Many IT services at MAX IV like access to experimental data and computing resources need a VPN and other authentication tools. It is strongly recommended that users install and familiarize themselves with all the necessary tools before arriving at MAX IV.

Accessing raw data

Globus and sftp can be used to transfer data from MAX IV experimental storage to personal devices. If accessing from any of the beamline computers, all data files can be found in the MAX IV data storage in the location:

/data/visitors/balder/<Proposal-ID>/<Visit>/

<Proposal-ID> can be seen in DUO. <Visit> is the date-time YYYYMMDDHH at the start of your beamtime session. Only users added to the session in DUO will have access to the data files. Raw data are stored as HDF5 files. We recommend silx viewer to view raw data files. Additionally, for reading raw data into python scripts, h5py and hdf5plugin packages are needed.

XAS Data

Structure of raw data files

The control system at Balder creates a Master HDF5 file (with .H5 extension) which contains the definition of every scan, the list of detectors included in the measurement group, settings for (most of) the detectors and links to the respective external data files.
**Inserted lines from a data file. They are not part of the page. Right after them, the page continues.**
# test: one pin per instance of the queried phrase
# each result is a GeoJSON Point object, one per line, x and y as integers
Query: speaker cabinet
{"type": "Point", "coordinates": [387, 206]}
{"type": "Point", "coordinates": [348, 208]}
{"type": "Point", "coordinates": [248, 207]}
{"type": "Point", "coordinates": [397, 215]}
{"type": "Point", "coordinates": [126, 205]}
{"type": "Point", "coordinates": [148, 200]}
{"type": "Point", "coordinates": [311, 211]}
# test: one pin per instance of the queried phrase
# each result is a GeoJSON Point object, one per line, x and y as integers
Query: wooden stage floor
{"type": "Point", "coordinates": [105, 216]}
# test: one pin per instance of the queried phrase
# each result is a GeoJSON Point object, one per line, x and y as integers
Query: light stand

Every detector like the Alba electrometers (which measure currents from the ionization chambers and diodes) or the Xspress3 (which measures energy resolved fluorescence) creates its own HDF5 files that are linked to the Master file. Typically for XAS measurements, relevant spectra are extracted automatically into individual column files in text format which can be directly loaded into analysis packages like Demeter. Hence, in some cases, users may not need to deal with the raw .H5 files.
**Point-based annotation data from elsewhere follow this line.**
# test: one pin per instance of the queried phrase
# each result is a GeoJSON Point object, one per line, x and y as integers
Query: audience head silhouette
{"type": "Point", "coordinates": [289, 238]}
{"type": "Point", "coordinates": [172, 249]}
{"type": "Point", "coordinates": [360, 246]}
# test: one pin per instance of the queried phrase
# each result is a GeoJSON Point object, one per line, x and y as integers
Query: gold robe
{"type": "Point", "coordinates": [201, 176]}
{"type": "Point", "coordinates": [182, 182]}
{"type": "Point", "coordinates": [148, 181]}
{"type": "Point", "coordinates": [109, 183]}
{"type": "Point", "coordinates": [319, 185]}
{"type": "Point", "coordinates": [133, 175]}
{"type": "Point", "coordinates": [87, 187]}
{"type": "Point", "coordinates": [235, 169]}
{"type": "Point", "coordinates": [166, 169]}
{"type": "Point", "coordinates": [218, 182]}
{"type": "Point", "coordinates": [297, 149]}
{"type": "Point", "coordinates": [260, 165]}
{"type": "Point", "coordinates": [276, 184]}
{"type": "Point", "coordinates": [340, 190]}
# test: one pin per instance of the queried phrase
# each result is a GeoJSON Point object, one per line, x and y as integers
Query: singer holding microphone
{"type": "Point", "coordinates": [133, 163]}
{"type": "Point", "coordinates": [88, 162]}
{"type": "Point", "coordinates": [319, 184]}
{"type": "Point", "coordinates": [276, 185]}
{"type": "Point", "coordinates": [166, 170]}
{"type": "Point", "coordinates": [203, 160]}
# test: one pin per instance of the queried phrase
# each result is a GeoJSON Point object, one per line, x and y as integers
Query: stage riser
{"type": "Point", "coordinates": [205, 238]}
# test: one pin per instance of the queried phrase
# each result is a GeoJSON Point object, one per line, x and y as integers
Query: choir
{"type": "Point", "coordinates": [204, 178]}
The structure of the master file is also shown below. PCAP refers to the hardware device within the PandABox used at Balder which captures and stores energy and acquisition time data (which is important for normalizing fluorescence counts).

XRD Data

XRD at Balder is measured using an EIGER 1M detector. The detector is mounted on a robotic arm and placed at a fixed position during an experiment. The calibration is performed using a standard (like LaB6) and a PONI file is generated.

Raw images from the EIGER 1M detector are available by default for post-processing. In addition, the PONI file is used by an online data reduction pipeline which uses azint for performing azimuthal integration of powder diffraction patterns. The files with reduced 1D data are stored in the location '/process/azint/' within your data directory. Data reduction can also be performed offline using azint available on the MAX IV cluster using Jupyter Notebooks or even on personal computers using azint or PyFAI.

Data Analysis Tools

Jupyter Notebooks

We have developed Ipython based Jupyter Notebooks which run on the MAX IV HPC cluster to enable handling large volumes of data which is typical for many in-situ and operando experiments at Balder. The notebooks can be easily customized to the needs of every experiment and are available to the users for data analysis during and after the beamtimes. The access to these notebooks are through standard web browsers using a VPN and thus eliminate the need for local python installations or transfer of large chunks of data. More information on usage of Jupyter at MAX IV is available here.

ParSeq

ParSeq is a python software library for Parallel execution of Sequential data analysis. Separate interfaces exist for analysis of XAS and XES data.